6. 原子操作与无锁编程 (`<atomic>`)

对于基础数据类型（如 int, bool），使用互斥锁太重了。原子操作保证了单个指令级别的不可分割性，通常基于硬件级的 CAS (Compare-And-Swap) 指令实现无锁并发。

std::atomic<T>: 模板类，用于提供线程安全的无锁基本操作。

#include <iostream>
#include <thread>
#include <atomic>
#include <vector>

// 使用 std::atomic 替代 int + std::mutex
std::atomic<int> atomic_counter(0); 

void increment_atomic(int iterations) {
    for (int i = 0; i < iterations; ++i) {
        atomic_counter++; // 原子递增，线程安全且无锁
    }
}

int main() {
    std::vector<std::thread> threads;
    for (int i = 0; i < 5; ++i) {
        threads.push_back(std::thread(increment_atomic, 1000));
    }

    for (auto& t : threads) {
        t.join();
    }

    std::cout << "Final atomic counter value: " << atomic_counter << "\n";
    return 0;
}

7. C++20 新增并发特性

C++20 进一步丰富了并发库，引入了许多传统操作系统中常见的同步原语。

std::jthread: std::thread 的升级版，析构时会自动调用 request_stop() 和 join()，避免忘记 join 导致程序崩溃。
std::counting_semaphore: 信号量，控制同时访问某一资源的线程数量。
std::latch & std::barrier: 用于同步多个线程，等待所有线程到达同一个执行点。

// 需使用支持 C++20 的编译器编译
#include <iostream>
#include <thread>
#include <latch>

// 初始化一个需要等待 3 个线程到达的屏障 (latch 只能使用一次)
std::latch work_done(3);

void worker(int id) {
    std::cout << "Worker " << id << " is doing initialization work.\n";
    // ... 模拟工作 ...
    
    // 工作完成，计数器减一
    work_done.count_down(); 
    std::cout << "Worker " << id << " finished initialization.\n";
}

int main() {
    std::jthread t1(worker, 1);
    std::jthread t2(worker, 2);
    std::jthread t3(worker, 3);

    std::cout << "Main thread waiting for all workers to finish initialization...\n";
    // 主线程阻塞，直到 latch 的计数器变为 0
    work_done.wait(); 
    std::cout << "All workers initialized.
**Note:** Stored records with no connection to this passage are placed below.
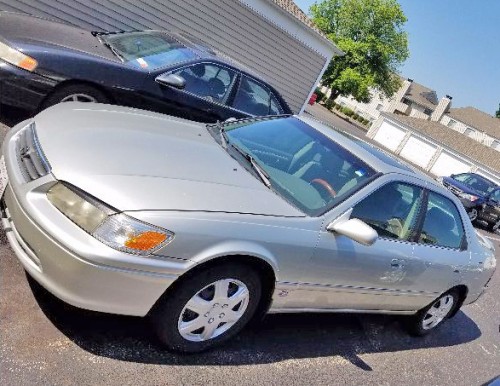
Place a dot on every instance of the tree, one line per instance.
(370, 33)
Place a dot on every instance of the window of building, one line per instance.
(451, 123)
(469, 132)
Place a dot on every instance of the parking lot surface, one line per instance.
(44, 341)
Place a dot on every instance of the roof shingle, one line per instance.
(422, 96)
(452, 139)
(293, 9)
(477, 119)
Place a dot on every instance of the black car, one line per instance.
(480, 197)
(44, 62)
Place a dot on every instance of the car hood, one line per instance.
(137, 160)
(23, 31)
(464, 188)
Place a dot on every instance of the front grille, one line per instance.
(30, 157)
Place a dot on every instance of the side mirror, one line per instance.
(355, 229)
(171, 80)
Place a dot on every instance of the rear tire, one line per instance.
(207, 308)
(472, 214)
(75, 93)
(495, 227)
(433, 316)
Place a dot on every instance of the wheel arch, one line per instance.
(265, 270)
(73, 82)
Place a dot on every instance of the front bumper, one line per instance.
(69, 262)
(22, 88)
(74, 280)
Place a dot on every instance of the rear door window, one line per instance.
(443, 225)
(256, 99)
(392, 210)
(207, 80)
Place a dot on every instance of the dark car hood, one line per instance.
(19, 30)
(464, 188)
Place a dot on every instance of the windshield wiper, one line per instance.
(223, 135)
(251, 160)
(110, 47)
(255, 165)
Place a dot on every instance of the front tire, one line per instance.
(432, 316)
(207, 308)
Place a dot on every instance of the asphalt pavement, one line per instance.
(44, 341)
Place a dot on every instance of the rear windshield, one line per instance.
(150, 49)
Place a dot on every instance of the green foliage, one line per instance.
(320, 94)
(329, 104)
(370, 33)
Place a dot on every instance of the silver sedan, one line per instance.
(202, 228)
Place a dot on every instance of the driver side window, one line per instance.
(392, 210)
(207, 81)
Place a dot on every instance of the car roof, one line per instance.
(483, 177)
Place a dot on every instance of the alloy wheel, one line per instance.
(472, 214)
(80, 97)
(437, 312)
(213, 310)
(496, 227)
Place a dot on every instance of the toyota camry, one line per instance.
(202, 228)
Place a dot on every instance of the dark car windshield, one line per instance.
(476, 182)
(305, 167)
(149, 49)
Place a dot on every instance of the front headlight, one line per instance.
(117, 230)
(17, 58)
(468, 196)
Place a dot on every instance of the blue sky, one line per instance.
(454, 49)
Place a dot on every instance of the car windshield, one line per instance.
(305, 167)
(476, 182)
(148, 50)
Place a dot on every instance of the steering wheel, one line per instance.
(325, 185)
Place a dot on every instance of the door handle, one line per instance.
(397, 263)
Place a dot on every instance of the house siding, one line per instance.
(476, 135)
(425, 152)
(232, 27)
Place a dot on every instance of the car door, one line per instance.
(207, 88)
(345, 274)
(442, 245)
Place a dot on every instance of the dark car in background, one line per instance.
(43, 63)
(480, 197)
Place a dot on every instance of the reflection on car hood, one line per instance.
(22, 30)
(138, 160)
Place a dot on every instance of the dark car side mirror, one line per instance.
(171, 80)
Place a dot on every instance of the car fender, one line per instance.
(236, 248)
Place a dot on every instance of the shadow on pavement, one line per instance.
(277, 338)
(10, 116)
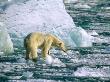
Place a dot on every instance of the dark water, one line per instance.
(90, 64)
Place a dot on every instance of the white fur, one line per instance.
(49, 60)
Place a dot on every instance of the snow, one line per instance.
(44, 16)
(82, 5)
(81, 38)
(6, 44)
(70, 1)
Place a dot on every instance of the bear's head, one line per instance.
(61, 45)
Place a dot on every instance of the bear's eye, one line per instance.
(60, 44)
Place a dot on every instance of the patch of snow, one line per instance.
(82, 5)
(41, 15)
(81, 38)
(86, 71)
(6, 44)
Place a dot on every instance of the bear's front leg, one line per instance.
(46, 48)
(34, 54)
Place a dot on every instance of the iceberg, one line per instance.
(47, 16)
(6, 44)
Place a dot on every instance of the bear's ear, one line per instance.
(60, 44)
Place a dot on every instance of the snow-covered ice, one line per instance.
(44, 16)
(6, 44)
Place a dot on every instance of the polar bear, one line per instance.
(36, 40)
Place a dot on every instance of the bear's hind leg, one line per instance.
(27, 54)
(45, 50)
(34, 54)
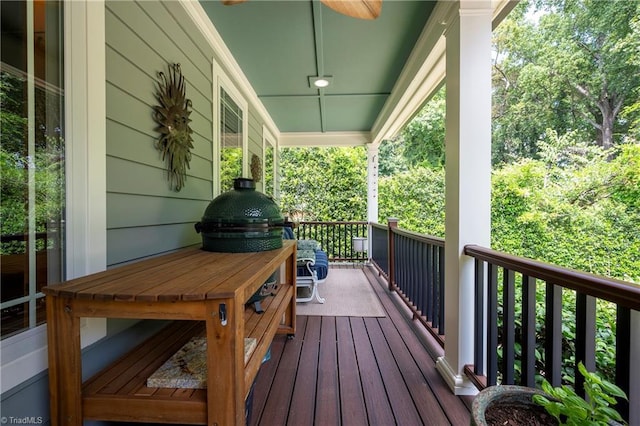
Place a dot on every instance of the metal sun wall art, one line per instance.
(172, 116)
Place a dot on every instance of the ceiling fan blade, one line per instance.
(361, 9)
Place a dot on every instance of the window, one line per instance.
(32, 157)
(269, 169)
(231, 141)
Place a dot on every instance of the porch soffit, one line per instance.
(383, 70)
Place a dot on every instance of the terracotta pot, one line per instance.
(516, 400)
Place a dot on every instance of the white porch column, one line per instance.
(372, 190)
(467, 178)
(372, 183)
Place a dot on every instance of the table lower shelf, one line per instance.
(120, 392)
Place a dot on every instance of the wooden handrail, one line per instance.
(610, 289)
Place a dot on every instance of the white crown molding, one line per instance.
(425, 69)
(325, 139)
(227, 61)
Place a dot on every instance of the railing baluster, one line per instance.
(479, 344)
(553, 334)
(427, 295)
(585, 337)
(440, 290)
(492, 324)
(508, 327)
(623, 357)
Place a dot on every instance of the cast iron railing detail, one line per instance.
(509, 292)
(380, 248)
(524, 275)
(336, 238)
(414, 267)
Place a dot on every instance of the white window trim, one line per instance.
(25, 355)
(221, 80)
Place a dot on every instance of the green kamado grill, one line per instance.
(241, 220)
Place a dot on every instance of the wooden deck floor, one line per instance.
(354, 371)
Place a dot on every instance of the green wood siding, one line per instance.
(144, 216)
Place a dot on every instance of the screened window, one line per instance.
(231, 137)
(32, 160)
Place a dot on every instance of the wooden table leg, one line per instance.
(225, 362)
(65, 365)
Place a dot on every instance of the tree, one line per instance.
(422, 139)
(574, 68)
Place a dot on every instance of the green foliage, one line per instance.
(421, 191)
(422, 140)
(44, 166)
(230, 167)
(570, 409)
(565, 65)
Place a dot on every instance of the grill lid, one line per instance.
(241, 220)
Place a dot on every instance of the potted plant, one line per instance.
(521, 405)
(570, 409)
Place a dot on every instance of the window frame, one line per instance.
(269, 140)
(24, 355)
(222, 81)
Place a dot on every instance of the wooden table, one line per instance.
(193, 286)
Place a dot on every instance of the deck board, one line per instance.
(354, 371)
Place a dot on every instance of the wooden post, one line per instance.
(392, 224)
(65, 365)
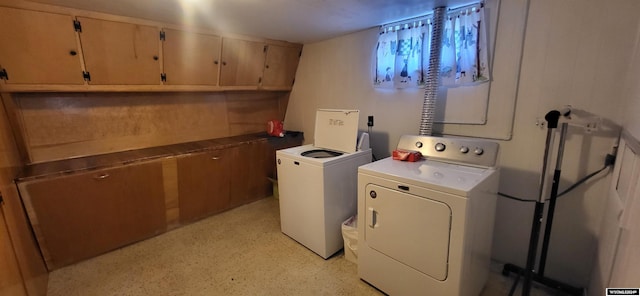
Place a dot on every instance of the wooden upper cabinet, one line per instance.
(120, 53)
(191, 58)
(38, 48)
(242, 62)
(280, 66)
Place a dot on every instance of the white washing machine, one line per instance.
(318, 183)
(426, 227)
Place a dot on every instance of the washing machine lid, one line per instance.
(337, 129)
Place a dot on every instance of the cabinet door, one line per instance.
(79, 216)
(249, 173)
(203, 183)
(242, 62)
(38, 48)
(191, 58)
(120, 53)
(280, 66)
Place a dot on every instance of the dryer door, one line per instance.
(411, 229)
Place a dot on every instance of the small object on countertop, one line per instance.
(275, 128)
(407, 155)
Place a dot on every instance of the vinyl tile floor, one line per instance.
(238, 252)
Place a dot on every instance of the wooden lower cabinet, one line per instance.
(10, 279)
(203, 183)
(249, 173)
(82, 215)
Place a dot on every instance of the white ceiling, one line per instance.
(302, 21)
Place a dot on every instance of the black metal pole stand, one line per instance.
(529, 271)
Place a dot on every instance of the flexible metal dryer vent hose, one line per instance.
(433, 73)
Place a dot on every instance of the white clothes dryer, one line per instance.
(318, 183)
(427, 226)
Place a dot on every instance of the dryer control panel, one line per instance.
(468, 151)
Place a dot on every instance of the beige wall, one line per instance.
(575, 52)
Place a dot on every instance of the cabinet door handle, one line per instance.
(372, 217)
(101, 176)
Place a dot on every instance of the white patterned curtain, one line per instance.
(464, 48)
(403, 54)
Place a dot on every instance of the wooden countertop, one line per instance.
(74, 165)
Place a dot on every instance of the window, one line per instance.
(403, 48)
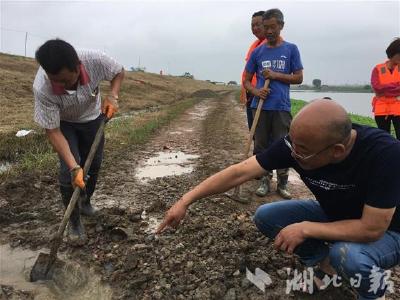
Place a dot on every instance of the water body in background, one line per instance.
(356, 103)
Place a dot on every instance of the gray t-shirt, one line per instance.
(79, 107)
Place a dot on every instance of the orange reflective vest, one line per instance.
(384, 105)
(253, 46)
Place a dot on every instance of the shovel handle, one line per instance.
(75, 196)
(255, 122)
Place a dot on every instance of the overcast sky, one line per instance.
(339, 41)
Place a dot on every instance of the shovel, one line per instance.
(46, 263)
(236, 195)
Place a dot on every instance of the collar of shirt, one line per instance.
(83, 79)
(278, 43)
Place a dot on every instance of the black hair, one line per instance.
(258, 14)
(54, 55)
(274, 13)
(394, 48)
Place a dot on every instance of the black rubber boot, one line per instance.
(282, 187)
(76, 231)
(86, 207)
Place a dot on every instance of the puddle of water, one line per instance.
(72, 282)
(4, 167)
(200, 113)
(166, 164)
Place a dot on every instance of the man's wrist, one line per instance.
(77, 167)
(306, 229)
(113, 96)
(185, 201)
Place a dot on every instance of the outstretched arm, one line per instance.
(217, 183)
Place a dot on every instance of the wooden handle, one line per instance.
(255, 121)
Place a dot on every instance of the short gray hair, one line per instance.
(274, 13)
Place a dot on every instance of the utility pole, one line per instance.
(26, 38)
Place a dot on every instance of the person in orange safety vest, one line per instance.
(257, 29)
(385, 81)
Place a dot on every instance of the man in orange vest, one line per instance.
(385, 80)
(257, 29)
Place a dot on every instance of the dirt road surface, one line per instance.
(205, 258)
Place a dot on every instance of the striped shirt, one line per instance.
(79, 107)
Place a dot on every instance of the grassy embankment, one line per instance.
(158, 99)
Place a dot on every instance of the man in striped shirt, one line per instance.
(68, 105)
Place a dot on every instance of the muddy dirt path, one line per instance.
(206, 257)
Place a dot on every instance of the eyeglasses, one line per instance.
(300, 156)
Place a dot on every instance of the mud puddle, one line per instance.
(166, 164)
(71, 282)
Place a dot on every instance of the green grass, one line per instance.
(33, 153)
(125, 132)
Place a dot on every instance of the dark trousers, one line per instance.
(249, 110)
(80, 137)
(357, 262)
(384, 123)
(272, 126)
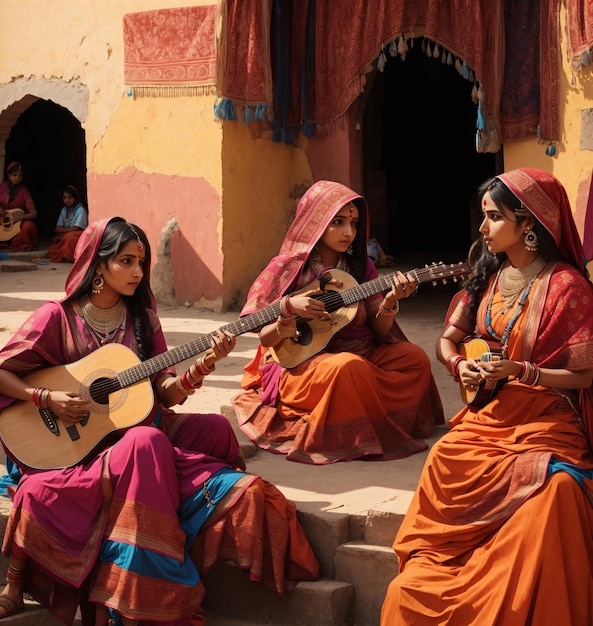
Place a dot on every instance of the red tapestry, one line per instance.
(169, 49)
(580, 31)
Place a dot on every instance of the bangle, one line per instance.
(202, 369)
(285, 310)
(530, 374)
(383, 310)
(182, 388)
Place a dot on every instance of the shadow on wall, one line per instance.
(180, 276)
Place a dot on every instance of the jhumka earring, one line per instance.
(98, 282)
(530, 240)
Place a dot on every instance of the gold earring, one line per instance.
(98, 282)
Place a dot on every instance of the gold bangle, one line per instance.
(383, 310)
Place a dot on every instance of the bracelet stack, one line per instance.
(287, 318)
(530, 374)
(385, 312)
(452, 365)
(40, 397)
(187, 383)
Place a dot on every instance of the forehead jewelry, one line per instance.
(140, 244)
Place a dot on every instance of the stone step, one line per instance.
(231, 594)
(369, 569)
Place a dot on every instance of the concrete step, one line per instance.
(231, 594)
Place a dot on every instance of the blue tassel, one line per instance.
(226, 110)
(261, 112)
(248, 115)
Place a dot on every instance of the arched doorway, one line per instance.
(50, 143)
(420, 166)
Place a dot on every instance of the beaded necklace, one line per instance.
(504, 338)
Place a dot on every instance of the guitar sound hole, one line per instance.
(101, 388)
(306, 336)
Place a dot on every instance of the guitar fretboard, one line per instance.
(187, 350)
(333, 301)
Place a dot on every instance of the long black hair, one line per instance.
(482, 261)
(116, 235)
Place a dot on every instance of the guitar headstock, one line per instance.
(441, 272)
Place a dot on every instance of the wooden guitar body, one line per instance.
(25, 429)
(476, 348)
(10, 225)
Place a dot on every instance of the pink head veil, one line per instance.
(85, 255)
(315, 211)
(546, 198)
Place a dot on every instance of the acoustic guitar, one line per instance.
(480, 350)
(115, 381)
(10, 224)
(315, 335)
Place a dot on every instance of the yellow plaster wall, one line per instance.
(571, 164)
(262, 183)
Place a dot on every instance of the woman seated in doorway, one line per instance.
(129, 531)
(500, 529)
(17, 211)
(369, 393)
(73, 219)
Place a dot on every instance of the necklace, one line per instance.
(513, 280)
(317, 264)
(504, 338)
(103, 321)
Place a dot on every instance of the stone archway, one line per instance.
(41, 126)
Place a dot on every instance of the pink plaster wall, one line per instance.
(150, 200)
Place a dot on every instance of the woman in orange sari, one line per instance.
(369, 393)
(500, 529)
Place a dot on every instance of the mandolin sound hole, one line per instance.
(101, 388)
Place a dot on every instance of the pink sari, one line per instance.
(115, 532)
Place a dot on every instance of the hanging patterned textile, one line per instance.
(170, 52)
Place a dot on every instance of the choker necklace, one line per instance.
(317, 264)
(513, 280)
(103, 321)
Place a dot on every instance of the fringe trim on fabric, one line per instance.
(227, 109)
(171, 91)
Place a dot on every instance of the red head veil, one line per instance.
(315, 211)
(546, 198)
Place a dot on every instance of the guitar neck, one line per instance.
(160, 362)
(334, 300)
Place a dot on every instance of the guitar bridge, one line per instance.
(49, 419)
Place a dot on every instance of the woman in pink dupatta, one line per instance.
(115, 533)
(500, 529)
(369, 393)
(15, 195)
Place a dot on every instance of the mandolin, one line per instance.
(480, 350)
(10, 224)
(315, 335)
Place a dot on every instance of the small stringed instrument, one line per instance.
(10, 224)
(480, 350)
(314, 335)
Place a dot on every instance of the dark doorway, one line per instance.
(421, 168)
(50, 143)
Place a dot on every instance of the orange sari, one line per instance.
(495, 535)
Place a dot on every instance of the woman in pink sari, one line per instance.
(500, 529)
(369, 393)
(18, 228)
(126, 533)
Main thread proceeding.\n";

    // 使用 jthread 不需要手动 join()
    return 0;
}

掌握以上知识点可以应对绝大多数 C++ 业务场景中的并发需求。

线程池 (Thread Pool) 和 内存顺序 (Memory Order)。这两个概念确实是 C++ 并发编程中的“深水区”。为了让这些抽象的概念更直观，我们将结合实际的高性能计算场景——例如 GNSS 信号仿真软件的开发——来详细拆解线程池和内存顺序。

8.线程池 (Thread Pool) 的设计与实现

为什么需要线程池？

在复杂的系统中（比如需要同时对多颗卫星、多个通道的 GNSS 信号进行高频次仿真和解算），如果每处理一个历元 (Epoch) 的数据或每生成一段基带信号就新建一个 std::thread，频繁的线程创建和销毁会导致巨大的操作系统上下文切换开销。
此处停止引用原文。